Never trust user input doesn't mean never use user input; you need to use it carefully -- often that means restricting to acceptable values and lengths, (appropriate!) escaping, and passing through that it's user input to other functions (ex: sql placeholders). When functions do arcane things, and don't let you pass through that it's user provided, that's a red flag.
Note that a cookie that you set, and are now getting back IS user-input, unless you do something to validate that it's actually the value you set. (HMAC is a good start)
If your language can't deal with strings properly, I strongly suggest you not expose it to strings provided by users. If you do expose it to strings from users, at least you should sandbox your application as much as possible.
I advised someone doing their masters in information security as a mentor. My student did their dissertation on input scrubbing. We did quite extensive research on the subject, and we found out that a simple AWK program doing regular expression matching on the input, before passing it on to conventional scrubbers inside of languages like PHP virtually eliminated attack vectors. For three months we tried our very best to craft some SQL code to get by the AWK regex and we couldn't. Lesson learned.
Without meaning to be sarcastic (particularly because I found your post interesting), what lesson learned? A casual perusal of your post suggests the lesson "one can't craft SQL code to get by an AWK regex", but, of course, "what I can't do no-one can" is a bad lesson to learn in security.
The lesson we learned is that sometimes getting back to the roots (AWK) and using simple methods (regex) can be extremely effective. You are of course right that "what I can't do no-one can" is a bad thing.
IMO your lesson is to get to define a problem simply enough that you can apply a simple solution. This is not a given and usually needs serious design and project management skills.
Otherwise even your simple solution would be drawn in "can you support multi-byte characters ? Do you handle non unicode stuff ? What if it leaks in your layers if code before reaching your awk library ?" and other problems that abound in most mildy complex projects.
It is actionable, sort of, but it takes a lot of careful thinking about what you can safely do with data you do not trust.
E.g. you need to assume that every function you pass that data to will be subjected to malicious or accidentally broken input. I originally wrote "unless/until you have sanitised the content", but really, when building applications taking user data, just assume that you're dealing with malicious or accidentally broken input everywhere unless you have proven otherwise.
This goes from the trivial: Range check numbers; check length of strings, and verify any other constraints (encoding, character set limitations) that you may later depend on.
To the very complex: Going to re-use end-user HTML? May sound simple, but you basically need a HTML parser with explicit white-listing of tags and attributes, and if you allow CSS you need to parse and white-list CSS attributes too (biggest risks: chance of executing malicious JS in context of another logged in user, including in your admin interface; chance of causing unintended side-effects if you allow triggering HTTP requests - as a minimum, even assuming nobody any longer are stupid enough to trigger side-effects on GET requests and assuming that's all they are able to trigger, it has privacy impacts including the chance of leaking details about your admin systems or any third party systems you pass the HTML on to).

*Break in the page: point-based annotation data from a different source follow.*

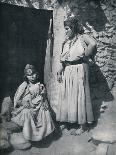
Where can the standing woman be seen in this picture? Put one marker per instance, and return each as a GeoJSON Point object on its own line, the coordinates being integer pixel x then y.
{"type": "Point", "coordinates": [74, 105]}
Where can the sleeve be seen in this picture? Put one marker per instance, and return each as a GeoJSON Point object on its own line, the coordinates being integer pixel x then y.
{"type": "Point", "coordinates": [91, 45]}
{"type": "Point", "coordinates": [43, 92]}
{"type": "Point", "coordinates": [19, 93]}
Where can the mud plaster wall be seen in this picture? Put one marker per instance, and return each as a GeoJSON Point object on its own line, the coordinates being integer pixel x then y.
{"type": "Point", "coordinates": [99, 20]}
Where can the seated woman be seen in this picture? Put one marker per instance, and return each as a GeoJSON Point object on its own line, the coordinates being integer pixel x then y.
{"type": "Point", "coordinates": [31, 107]}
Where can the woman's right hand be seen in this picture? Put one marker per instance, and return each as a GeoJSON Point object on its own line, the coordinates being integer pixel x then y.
{"type": "Point", "coordinates": [26, 104]}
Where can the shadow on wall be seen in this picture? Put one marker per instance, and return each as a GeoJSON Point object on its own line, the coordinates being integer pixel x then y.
{"type": "Point", "coordinates": [89, 12]}
{"type": "Point", "coordinates": [100, 92]}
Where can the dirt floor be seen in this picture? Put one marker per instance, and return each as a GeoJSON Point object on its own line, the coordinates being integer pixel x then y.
{"type": "Point", "coordinates": [66, 144]}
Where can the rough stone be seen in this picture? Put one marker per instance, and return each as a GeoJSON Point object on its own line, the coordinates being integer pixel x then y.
{"type": "Point", "coordinates": [18, 142]}
{"type": "Point", "coordinates": [4, 139]}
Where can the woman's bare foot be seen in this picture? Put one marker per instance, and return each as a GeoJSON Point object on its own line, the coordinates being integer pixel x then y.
{"type": "Point", "coordinates": [79, 131]}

In general it means you have to understand all the ways the type of data you allow can go from being innocuous inert sequences of bytes to triggering effects that may be under the control of a potentially malicious user, and you have to assume that if you don't know, then format needs to be assumed to not be inert when passed to any given piece of code.
E.g. to take a much simpler example than HTML. Consider passing arbitrary XML to an XML parser in order to validate it against a schema to sanitise. Could be a smart thing to do. Except, even assuming the schema is strict enough, consider that a malicious XML document passed to a parser that's not explicitly configured not to, may be able to make HTTP requests with a source IP on your internal network (by specifying a suitable URL for the doctype).
Doesn't need to be malicious either - I've seen plenty of systems have throughput fall through the floor because someone didn't handle this case and suddenly got a bunch of XML documents with a doctype URL that took ages waiting for requests to a downed nameserver for some third-party domain to time out.
In this case you also better be sure you don't have any services that are "protected" only by being behind a firewall that allows side effects via GET requests (a there's a good reason to never allow side effects via GET requests and not allow unauthenticated services even behind your firewall, on the assumption that somewhere, sometime, you will slip in this area and allow a user-supplied URL to get retrieved from an internal IP due to the multitude of formats that can include URLs)
And yes, if there's a risk of strpos having a buffer overflow, you are now SOL if you haven't validated your input in a way that prevents it, and while that's an unlikely case, it is an important illustration of the overall point:
All third-party data is unsafe until proven safe in the context of the code it will be passed to.
As a wider point, you should consider not only your own immediate usage, but whether or not a given piece of data may ever be passed on to a third party API etc., as whether or not you consider their own security lapses to be their problem, it can also harm you.
As a corollary, you should assume any data coming coming from a trusted partner is as unsafe as data passed to you from a known hacker.
It's with data as with unprotected sex: when you take data from someone, you're exchanging data not just with them, but with everyone with access to their systems and anyone they exchange data with.
Don't assume they're being safe - it takes just a single slip-up in their data handling before what you might think are "safe" data fields provided by your partner are actually unvalidated content provided by a malicious user. You may think you know the source of the data when taking a feed from a trusted partner, but you don't - not really.
To the extent that you should not just treat individual fields as supplied by potential malicious users. You should treat their entire supplied data feed as supplied by a potentially malicious user. As for why, consider the equivalent of SQL injection applied to whatever format your partner is passing you. Or they may have been hacked.
The TL;DR boils down to pretty much the comment you replied to. Anything longer, including the above needs to come with a big, huge caveat: It's NOT complete.
You can write books about the ways data-validation can go wrong and things to look for, and what I've written above just scrapes the surface in a few very unsatisfactory ways (except, hopefully, by terrifying you). You need to always approach it assuming the worst.
It's with data as with unprotected sex: when you take data from someone, you're exchanging data not just with them, but with everyone with access to their systems and anyone they exchange data with.
I'll start calling airgapped systems abstinence-only networking.
Note that a cookie that you set, and are now getting back IS user-input, unless you do something to validate that it's actually the value you set. (HMAC is a good start)
If your language can't deal with strings properly, I strongly suggest you not expose it to strings provided by users. If you do expose it to strings from users, at least you should sandbox your application as much as possible.